How to avoid Weight gain at Easter!
The rest of the world may be consuming its collective weight in chocolate eggs, but you don’t have to let Easter derail your weight-loss efforts!
HOW TO AVOID WEIGHT GAIN AT EASTER
Article written by Helen Foster at ninemsn.com.au and Clare Collins, spokesperson for the Dietitians Association of Australia.:- (refer the link below for the full article)

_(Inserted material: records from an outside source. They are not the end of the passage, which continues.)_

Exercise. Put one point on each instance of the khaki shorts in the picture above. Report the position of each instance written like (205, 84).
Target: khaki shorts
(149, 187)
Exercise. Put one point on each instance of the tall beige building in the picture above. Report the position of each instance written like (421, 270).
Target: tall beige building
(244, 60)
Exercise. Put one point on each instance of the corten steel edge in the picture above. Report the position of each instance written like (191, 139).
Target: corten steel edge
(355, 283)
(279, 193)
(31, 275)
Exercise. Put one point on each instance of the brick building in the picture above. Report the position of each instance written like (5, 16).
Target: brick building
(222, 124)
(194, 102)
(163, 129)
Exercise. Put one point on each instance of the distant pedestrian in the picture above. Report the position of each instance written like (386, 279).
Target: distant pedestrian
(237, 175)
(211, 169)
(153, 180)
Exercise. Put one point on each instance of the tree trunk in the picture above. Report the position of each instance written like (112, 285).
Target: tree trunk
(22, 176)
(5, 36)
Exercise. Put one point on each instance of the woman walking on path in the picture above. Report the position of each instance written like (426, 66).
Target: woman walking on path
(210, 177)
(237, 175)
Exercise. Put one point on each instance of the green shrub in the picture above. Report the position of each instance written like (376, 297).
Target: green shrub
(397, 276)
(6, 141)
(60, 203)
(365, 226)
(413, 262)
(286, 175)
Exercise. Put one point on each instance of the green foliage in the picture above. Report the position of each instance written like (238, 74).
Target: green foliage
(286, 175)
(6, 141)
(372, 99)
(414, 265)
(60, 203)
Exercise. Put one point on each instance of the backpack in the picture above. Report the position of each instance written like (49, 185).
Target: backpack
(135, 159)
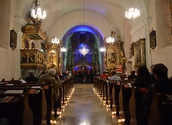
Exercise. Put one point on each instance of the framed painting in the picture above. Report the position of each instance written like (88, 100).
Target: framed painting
(152, 37)
(139, 53)
(13, 39)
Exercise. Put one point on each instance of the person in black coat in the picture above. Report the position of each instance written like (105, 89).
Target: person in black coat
(162, 85)
(132, 76)
(142, 82)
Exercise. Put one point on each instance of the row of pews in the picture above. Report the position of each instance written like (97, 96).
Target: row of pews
(25, 103)
(119, 97)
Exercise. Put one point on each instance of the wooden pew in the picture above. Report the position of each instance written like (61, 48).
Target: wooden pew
(127, 92)
(12, 104)
(34, 92)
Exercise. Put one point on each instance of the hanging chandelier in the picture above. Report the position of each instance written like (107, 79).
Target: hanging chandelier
(132, 13)
(37, 13)
(102, 49)
(63, 49)
(110, 40)
(84, 51)
(55, 40)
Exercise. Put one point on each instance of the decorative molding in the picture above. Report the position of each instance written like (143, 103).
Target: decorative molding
(20, 20)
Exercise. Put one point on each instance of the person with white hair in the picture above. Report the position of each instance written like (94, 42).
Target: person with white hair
(31, 77)
(50, 83)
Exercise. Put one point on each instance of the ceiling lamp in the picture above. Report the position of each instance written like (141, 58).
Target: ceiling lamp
(102, 49)
(55, 40)
(110, 40)
(84, 51)
(132, 13)
(63, 49)
(37, 13)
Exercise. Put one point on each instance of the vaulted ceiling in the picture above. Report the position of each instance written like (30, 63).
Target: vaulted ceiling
(106, 13)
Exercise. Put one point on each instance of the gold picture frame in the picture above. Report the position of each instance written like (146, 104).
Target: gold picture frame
(13, 39)
(139, 53)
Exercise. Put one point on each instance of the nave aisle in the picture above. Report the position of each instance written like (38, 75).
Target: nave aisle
(85, 108)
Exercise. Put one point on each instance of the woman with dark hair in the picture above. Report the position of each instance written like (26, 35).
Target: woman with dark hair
(142, 82)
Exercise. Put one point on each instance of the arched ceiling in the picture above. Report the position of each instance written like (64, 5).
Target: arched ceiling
(111, 10)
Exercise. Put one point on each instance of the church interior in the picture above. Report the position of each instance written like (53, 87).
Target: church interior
(93, 34)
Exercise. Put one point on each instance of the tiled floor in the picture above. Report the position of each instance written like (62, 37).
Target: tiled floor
(85, 108)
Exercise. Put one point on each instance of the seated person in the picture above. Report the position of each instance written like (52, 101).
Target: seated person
(114, 76)
(104, 75)
(132, 76)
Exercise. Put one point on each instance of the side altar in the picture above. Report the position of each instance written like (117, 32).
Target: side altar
(31, 59)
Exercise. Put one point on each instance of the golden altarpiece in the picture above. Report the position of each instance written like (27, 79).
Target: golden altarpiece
(37, 52)
(114, 57)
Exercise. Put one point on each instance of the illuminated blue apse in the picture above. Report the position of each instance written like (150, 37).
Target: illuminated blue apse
(87, 59)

Here are some great tips we enjoyed reading from the nine.msn website, which we are sure you will find very helpful over the Easter Break!
Less is more
You don’t have to forgo chocolate altogether — just be discerning about what you buy. "Don't buy too much, but buy good quality," Clare advises. "Get a little Lindt bunny rather than a bucketful of eggs from the two-dollar shop." Or try choc-dipped strawberries. "You’re combining chocolate with something healthy, so you get the flavour without the energy density."
Stick to Sunday
Easter goodies used to arrive in shops just a few weeks before the festival itself — now some supermarkets unveil their Easter products on Boxing Day. If you can't face the thought of an Easter without chocolate, enjoy your eggs and hot cross buns on Easter Sunday only — not the three months leading up to it!
Don't lose count
The kJ in chocolate eggs and hot cross buns soon add up. For example, the average hot cross bun has around 750kJ (178cal). Add a teaspoon of margarine and a dollop of jam and that's an extra 320kJ (76cal).
But don't torment yourself if you indulge — just make room in your daily kJ budget. "If you want to stick to your budget but have a few treats, keep a food diary," Clare says. "You can definitely work it in. Have your tuna and salad but, rather than having two slices of bread, that can be the day you have your hot cross bun."
While dark chocolate has a similar number of kJ to milk, it's higher in antioxidants and its richness means a little goes a long way. White chocolate has the most calories.
If someone you care about is trying to lose weight, don't tempt them. "Be careful that you’re not undermining someone’s good intentions,’ says Clare. "Give them flowers instead."